Abstract

Underwater imaging often suffers from poor quality due to the complex underwater environment and limitations of hardware equipment, leading to images with shallow depth of field and moving objects, which pose a challenge for information fusion of image sequences from the same underwater scene. To effectively address these problems, we propose a decoupled variational Retinex method for reconstructing and fusing underwater shallow depth of field images. Specifically, we first construct a module that adopts the decoupled variational Retinex model to adjust pixel dynamic range and luminance components, enhance non-local properties’ extraction with higher-order data constraints, and significantly improve image quality. Then, we develop a precision alignment strategy for image sequences by calculating and correcting control point deviations in the overlapping areas, achieving accurate registration of the image sequences, and effectively reconstructing scenes with parallax.

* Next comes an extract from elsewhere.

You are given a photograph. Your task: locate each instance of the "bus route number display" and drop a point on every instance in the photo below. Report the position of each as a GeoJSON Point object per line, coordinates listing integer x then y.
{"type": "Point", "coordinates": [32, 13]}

Moreover, scenes with moving objects within the image sequence are reconstructed by redistributing overlapping areas. We design a novel cost function based on the neighborhood information of seams, which facilitates iterative optimization of these solved seams. This process improves the segmentation accuracy within these regions, achieving more precise scene reconstruction. Compared with state-of-the-art approaches, our method demonstrates superior performance in rectifying degraded image quality and reconstructing visually appealing images, with the resulting reconstructed images showing enhanced subjective visual quality.